While Phillips drifted in a life boat at the mercy of three armed pirates, ScanEagles kept watch overhead.

"They were giving some very good information in real time to the team that ultimately saved Captain Phillips," said Vice Admiral Mark Fox.

In the nearly four years since, Vice Admiral Fox, the director of Navy Operations, has witnessed a revolution in drone warfare.

"We are very much on the cusp, I think, of some remarkable changes in the way that we think about fighting," he said. "These unmanned systems are part of that."

Drones: Eyes in the sky

Perhaps the most remarkable is the X-47B, a sleek test plane currently flying out of the Naval Air Station at Patuxent River, Md. Humans coax it into position for a catapult launch, but after that, it's flown entirely by computer.

Right now it's loaded only with instruments, but that could change once the Navy proves the X-47B can land and take off from a carrier at sea.

"That'll give you options to say, 'OK, maybe we should look at putting ordnance on it as well,'" said Vice Admiral Fox.

The X-47B could carry 4,000 pounds of weapons, and would take the danger out of attacking heavily-defended targets. "Obviously if you've got an unmanned aircraft in a very high threat environment, then you've got less risk to the air crew," Vice Admiral Fox said.

The ScanEagle UAS is outfitted with a variety of imaging systems, including infrared, to provide real-time video surveillance. Insitu

The Navy has been flying drones for several years now, but only as surveillance aircraft. Two $100 million Global Hawks are currently flying over the Persian Gulf.

Captain Jim Hoke is the program manager for this unmanned aircraft which has a wingspan nearly that of a commercial airliner, but can stay up much longer. "We can cover the entire Gulf when we're up at 60,000 feet," he said. "We burn less than a tenth of what a similar manned aircraft would burn for fuel, so we can stay up for 24 hours on a very little amount of gas."

During those 24 hours it can track every ship in the Persian Gulf, sending the data to Patuxent River for analysis, and then back to American warships in the Gulf.

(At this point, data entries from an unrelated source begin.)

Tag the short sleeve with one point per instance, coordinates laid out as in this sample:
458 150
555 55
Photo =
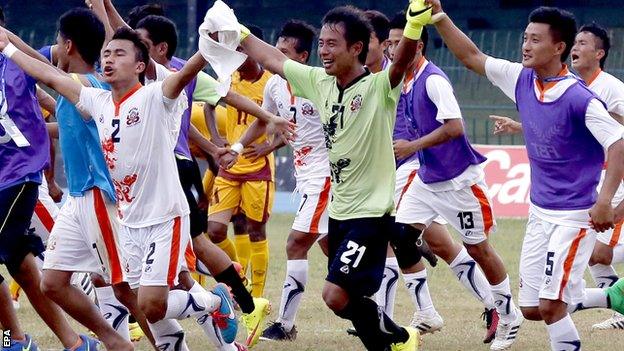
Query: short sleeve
503 74
303 79
206 89
268 100
602 126
441 94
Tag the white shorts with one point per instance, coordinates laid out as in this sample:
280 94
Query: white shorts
155 255
84 238
312 216
405 174
468 210
45 214
552 262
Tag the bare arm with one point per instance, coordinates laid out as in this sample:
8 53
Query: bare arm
175 83
268 56
458 43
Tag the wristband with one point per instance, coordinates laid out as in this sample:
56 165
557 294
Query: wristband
438 17
9 50
238 148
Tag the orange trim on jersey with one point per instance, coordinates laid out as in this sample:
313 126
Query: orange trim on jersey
569 261
410 179
190 258
125 97
44 216
321 205
542 88
594 76
615 238
107 236
486 208
174 253
267 196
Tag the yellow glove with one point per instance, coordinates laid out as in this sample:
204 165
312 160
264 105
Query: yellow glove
418 14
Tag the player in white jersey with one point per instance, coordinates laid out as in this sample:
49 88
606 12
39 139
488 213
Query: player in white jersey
138 127
312 173
589 54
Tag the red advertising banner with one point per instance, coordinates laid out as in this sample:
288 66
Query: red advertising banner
508 177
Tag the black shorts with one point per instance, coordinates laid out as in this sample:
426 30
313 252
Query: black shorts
357 253
17 205
189 174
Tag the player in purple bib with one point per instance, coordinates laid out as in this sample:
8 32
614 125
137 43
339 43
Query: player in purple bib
566 128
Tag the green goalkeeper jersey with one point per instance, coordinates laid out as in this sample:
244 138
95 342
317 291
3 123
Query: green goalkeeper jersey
358 122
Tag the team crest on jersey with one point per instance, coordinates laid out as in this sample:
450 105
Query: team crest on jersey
133 117
356 103
307 109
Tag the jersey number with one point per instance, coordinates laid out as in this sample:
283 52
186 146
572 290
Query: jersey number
465 220
115 123
353 248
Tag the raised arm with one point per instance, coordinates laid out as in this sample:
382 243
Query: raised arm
267 55
42 72
458 43
175 83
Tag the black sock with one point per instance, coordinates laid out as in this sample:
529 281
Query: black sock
231 278
368 319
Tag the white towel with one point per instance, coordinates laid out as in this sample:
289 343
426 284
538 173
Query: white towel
222 56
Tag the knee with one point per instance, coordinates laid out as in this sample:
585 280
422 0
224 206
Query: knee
217 232
531 313
154 310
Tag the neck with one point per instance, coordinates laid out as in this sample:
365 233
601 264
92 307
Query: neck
80 67
376 66
120 89
587 73
551 69
346 78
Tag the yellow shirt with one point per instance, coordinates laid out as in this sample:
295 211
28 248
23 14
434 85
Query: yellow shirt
237 123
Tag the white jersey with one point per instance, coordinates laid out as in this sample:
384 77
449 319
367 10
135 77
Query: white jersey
138 136
610 90
311 158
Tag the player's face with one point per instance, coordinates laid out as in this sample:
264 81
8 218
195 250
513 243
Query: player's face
119 62
156 51
585 52
336 55
375 50
287 46
393 41
538 46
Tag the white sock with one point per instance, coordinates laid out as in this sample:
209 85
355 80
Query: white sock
115 313
168 335
418 288
184 304
604 276
386 294
504 301
294 286
473 279
563 335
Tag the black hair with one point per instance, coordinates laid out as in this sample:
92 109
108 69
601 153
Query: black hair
141 51
256 31
398 21
380 24
302 32
161 29
604 42
138 13
562 26
356 26
86 32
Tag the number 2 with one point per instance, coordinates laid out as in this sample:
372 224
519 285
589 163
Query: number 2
352 248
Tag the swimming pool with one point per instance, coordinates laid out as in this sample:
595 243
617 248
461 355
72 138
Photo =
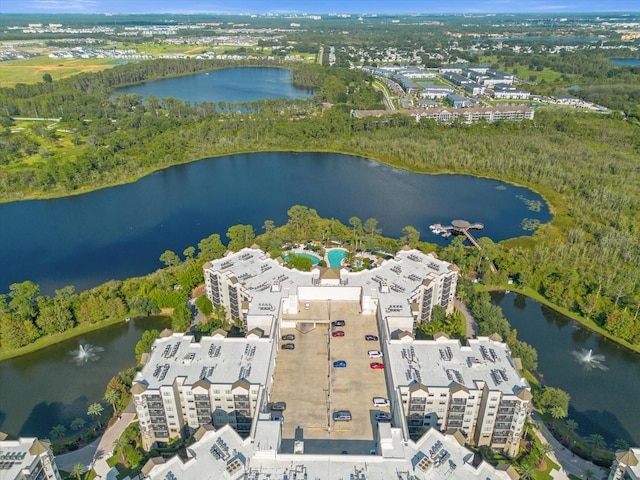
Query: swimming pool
315 260
335 257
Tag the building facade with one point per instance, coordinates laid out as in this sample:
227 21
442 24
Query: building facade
186 384
474 388
27 459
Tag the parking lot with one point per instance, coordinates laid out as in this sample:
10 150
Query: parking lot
313 389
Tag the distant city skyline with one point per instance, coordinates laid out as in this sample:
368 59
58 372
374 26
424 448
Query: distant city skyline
327 6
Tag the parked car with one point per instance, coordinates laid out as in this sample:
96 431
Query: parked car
380 402
342 416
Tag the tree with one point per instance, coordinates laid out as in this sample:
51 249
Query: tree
169 258
551 398
58 431
544 450
189 252
112 397
410 236
572 425
211 248
77 470
121 444
240 236
77 424
596 440
95 410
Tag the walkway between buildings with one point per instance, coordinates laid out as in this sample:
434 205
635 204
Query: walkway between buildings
472 326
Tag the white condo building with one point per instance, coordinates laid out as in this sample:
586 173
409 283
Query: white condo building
474 388
27 459
223 454
258 290
220 387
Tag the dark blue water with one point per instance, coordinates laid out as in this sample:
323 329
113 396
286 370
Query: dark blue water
121 232
602 401
628 62
227 85
47 388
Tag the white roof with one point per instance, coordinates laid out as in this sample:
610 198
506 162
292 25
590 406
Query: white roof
15 456
219 359
223 454
443 362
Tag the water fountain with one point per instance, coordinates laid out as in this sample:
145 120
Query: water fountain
588 359
85 353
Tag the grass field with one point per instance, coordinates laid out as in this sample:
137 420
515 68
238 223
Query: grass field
31 70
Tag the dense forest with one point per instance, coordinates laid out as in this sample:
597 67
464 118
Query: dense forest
586 166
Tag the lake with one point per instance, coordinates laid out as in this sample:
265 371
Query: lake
47 387
603 400
226 85
121 232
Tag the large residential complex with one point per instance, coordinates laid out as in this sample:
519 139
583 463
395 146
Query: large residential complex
262 293
472 390
223 454
476 389
27 459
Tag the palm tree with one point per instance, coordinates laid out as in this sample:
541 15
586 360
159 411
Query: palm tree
77 470
544 449
572 425
121 444
78 424
596 440
95 409
58 431
526 472
112 397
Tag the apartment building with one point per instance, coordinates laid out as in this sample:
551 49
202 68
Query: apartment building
27 459
258 290
186 384
474 388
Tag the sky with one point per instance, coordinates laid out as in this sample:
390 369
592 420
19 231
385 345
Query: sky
324 6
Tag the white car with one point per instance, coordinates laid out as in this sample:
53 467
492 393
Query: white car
380 402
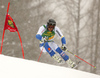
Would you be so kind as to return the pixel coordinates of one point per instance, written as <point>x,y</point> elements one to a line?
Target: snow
<point>11,67</point>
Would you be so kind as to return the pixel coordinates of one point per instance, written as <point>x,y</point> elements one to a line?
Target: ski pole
<point>41,52</point>
<point>80,58</point>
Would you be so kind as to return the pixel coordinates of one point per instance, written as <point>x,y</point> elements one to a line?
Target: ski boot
<point>58,59</point>
<point>71,63</point>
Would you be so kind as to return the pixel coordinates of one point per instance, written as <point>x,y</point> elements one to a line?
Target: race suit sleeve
<point>59,33</point>
<point>39,33</point>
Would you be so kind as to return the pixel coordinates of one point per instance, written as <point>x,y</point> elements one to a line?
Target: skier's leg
<point>62,54</point>
<point>52,53</point>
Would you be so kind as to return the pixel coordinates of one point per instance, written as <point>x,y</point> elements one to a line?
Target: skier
<point>46,35</point>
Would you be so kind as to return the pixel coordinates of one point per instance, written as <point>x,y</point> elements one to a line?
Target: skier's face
<point>50,28</point>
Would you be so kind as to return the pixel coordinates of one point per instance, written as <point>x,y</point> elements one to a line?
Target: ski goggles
<point>53,24</point>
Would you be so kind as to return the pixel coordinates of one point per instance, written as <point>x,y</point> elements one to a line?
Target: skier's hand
<point>44,39</point>
<point>63,47</point>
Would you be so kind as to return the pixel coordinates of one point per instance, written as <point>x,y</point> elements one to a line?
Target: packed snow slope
<point>11,67</point>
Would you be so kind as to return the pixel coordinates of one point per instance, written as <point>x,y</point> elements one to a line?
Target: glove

"From the time that the picture is taken from the aircraft, to getting it back out there, is about less than seven minutes," Hoke said.

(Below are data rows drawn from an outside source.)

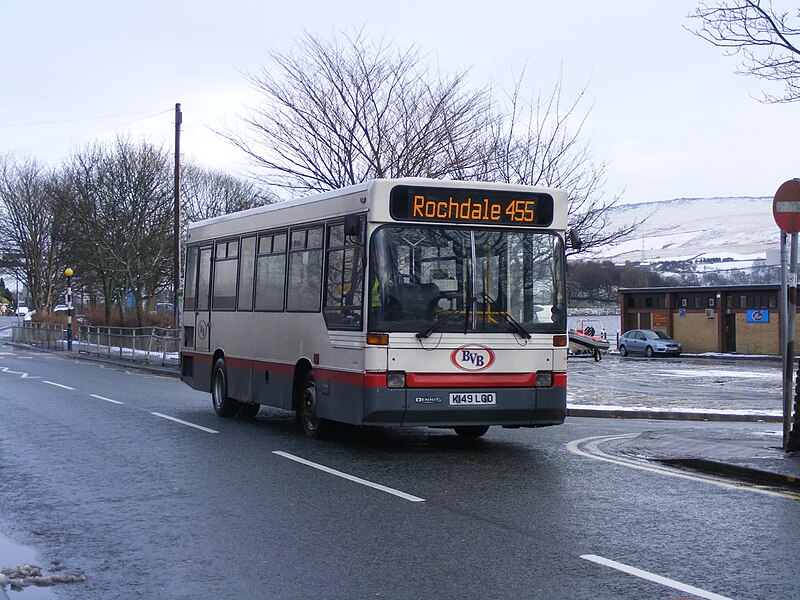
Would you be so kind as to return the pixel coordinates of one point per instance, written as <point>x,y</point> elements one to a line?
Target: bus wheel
<point>247,410</point>
<point>471,431</point>
<point>224,405</point>
<point>307,409</point>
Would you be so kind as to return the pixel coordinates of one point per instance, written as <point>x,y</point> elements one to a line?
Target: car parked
<point>650,342</point>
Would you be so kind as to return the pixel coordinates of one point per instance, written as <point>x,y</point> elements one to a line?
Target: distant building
<point>727,318</point>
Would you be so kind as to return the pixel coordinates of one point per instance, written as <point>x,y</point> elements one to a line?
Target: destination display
<point>482,207</point>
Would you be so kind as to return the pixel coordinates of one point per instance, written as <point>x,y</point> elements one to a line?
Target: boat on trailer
<point>587,341</point>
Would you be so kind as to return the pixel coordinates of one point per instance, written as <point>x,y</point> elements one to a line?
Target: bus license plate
<point>473,399</point>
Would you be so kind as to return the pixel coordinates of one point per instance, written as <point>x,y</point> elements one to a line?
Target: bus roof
<point>351,199</point>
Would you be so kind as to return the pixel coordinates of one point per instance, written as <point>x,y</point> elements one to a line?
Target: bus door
<point>202,312</point>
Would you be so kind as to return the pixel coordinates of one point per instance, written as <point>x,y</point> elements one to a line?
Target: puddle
<point>11,555</point>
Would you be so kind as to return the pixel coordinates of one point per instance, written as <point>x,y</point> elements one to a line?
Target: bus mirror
<point>352,226</point>
<point>575,239</point>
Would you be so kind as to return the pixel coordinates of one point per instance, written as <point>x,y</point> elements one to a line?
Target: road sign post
<point>786,211</point>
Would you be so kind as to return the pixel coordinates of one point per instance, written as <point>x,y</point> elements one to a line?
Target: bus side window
<point>344,276</point>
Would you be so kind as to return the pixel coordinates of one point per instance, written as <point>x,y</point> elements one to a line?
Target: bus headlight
<point>395,380</point>
<point>544,379</point>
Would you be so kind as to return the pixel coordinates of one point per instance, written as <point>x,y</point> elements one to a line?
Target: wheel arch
<point>218,354</point>
<point>302,368</point>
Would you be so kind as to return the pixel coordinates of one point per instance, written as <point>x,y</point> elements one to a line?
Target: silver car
<point>650,342</point>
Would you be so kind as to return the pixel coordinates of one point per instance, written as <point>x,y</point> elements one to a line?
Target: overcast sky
<point>669,115</point>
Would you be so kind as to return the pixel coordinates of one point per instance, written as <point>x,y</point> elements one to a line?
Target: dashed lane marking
<point>665,581</point>
<point>182,422</point>
<point>590,448</point>
<point>22,374</point>
<point>106,399</point>
<point>53,383</point>
<point>349,477</point>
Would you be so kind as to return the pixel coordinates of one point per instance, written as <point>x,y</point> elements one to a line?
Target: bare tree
<point>345,111</point>
<point>540,142</point>
<point>766,40</point>
<point>207,193</point>
<point>29,228</point>
<point>339,112</point>
<point>120,199</point>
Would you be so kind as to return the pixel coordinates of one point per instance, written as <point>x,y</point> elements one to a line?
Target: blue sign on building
<point>758,316</point>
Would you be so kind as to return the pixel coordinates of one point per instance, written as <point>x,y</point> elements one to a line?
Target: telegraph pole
<point>176,264</point>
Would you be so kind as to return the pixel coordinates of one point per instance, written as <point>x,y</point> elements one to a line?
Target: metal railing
<point>149,345</point>
<point>142,344</point>
<point>43,335</point>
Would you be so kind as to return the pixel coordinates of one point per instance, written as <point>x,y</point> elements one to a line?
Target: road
<point>690,382</point>
<point>131,479</point>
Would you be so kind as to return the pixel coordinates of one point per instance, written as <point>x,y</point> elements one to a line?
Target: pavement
<point>746,453</point>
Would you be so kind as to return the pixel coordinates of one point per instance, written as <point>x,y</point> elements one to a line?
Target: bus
<point>396,302</point>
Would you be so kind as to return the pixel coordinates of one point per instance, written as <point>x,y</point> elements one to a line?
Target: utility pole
<point>176,265</point>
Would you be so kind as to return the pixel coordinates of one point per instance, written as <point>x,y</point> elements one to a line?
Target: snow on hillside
<point>686,228</point>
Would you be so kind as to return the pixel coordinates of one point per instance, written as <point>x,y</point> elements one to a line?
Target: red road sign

The Fire Scout -- an unmanned helicopter -- doesn't fly nearly so high but, says Captain Patrick Smith, it can do things airplanes can't.

"The main advantage we have from a helicopter is the vertical takeoff," said Captain Smith. "We can operate from a small deck of a ship. Or as we have deployments in Afghanistan, a very small, austere site only requiring a landing pad."

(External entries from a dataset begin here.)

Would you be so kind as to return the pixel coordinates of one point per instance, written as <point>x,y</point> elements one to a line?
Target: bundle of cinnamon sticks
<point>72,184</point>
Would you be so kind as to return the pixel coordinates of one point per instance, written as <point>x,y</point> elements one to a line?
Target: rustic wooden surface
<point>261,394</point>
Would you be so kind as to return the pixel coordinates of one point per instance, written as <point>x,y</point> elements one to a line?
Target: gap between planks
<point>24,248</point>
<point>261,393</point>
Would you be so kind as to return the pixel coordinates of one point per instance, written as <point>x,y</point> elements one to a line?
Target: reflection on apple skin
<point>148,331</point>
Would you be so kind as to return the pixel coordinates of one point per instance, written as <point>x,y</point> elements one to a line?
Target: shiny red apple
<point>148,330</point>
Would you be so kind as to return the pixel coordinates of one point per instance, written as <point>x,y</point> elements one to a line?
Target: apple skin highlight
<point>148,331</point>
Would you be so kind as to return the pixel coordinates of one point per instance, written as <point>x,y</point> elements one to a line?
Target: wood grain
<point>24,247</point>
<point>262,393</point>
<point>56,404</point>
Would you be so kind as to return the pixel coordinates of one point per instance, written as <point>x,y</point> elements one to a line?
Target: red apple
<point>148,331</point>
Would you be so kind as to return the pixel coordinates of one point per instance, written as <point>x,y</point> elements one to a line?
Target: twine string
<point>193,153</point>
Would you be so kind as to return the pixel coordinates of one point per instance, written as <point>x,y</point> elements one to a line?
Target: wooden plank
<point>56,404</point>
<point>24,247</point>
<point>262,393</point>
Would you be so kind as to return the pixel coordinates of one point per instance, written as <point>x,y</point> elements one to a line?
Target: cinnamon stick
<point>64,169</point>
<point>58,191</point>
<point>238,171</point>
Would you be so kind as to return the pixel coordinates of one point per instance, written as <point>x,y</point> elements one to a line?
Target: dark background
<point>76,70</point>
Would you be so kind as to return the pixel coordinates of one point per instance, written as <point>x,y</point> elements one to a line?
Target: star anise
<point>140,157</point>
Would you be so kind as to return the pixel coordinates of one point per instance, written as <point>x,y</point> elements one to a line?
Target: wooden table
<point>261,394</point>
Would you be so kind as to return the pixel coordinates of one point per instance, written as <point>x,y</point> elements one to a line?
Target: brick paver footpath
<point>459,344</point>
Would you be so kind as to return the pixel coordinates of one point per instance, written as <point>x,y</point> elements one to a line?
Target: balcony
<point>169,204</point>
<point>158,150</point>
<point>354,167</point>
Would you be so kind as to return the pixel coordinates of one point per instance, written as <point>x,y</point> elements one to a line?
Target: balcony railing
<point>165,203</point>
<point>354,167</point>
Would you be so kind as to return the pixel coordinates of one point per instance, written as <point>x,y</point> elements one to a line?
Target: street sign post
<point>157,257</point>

The Fire Scout is currently flying surveillance missions in a war zone. Its camera can send live television pictures of enemy positions to an operator 100 miles away. In fact, a Fire Scout has already given its life for its country.

"We did lose an aircraft in Libya over a year ago. That was attributed to an enemy action," said Captain Smith.

It was shot down. Soon, the Fire Scout will be able to shoot back. "The intent is for us to carry up to six rockets, and the testing will complete with that later this year."

We could make you dizzy by listing all the drones currently in operation - Predator and Reaper drones flying air strikes against suspected terrorists in Pakistan and Yemen; stealth drones flying spy missions over Iran. There's even one hauling cargo in Afghanistan.

No one wearing a military uniform will admit it, but the day seems to be coming when a drone can do anything a manned aircraft can do -- better.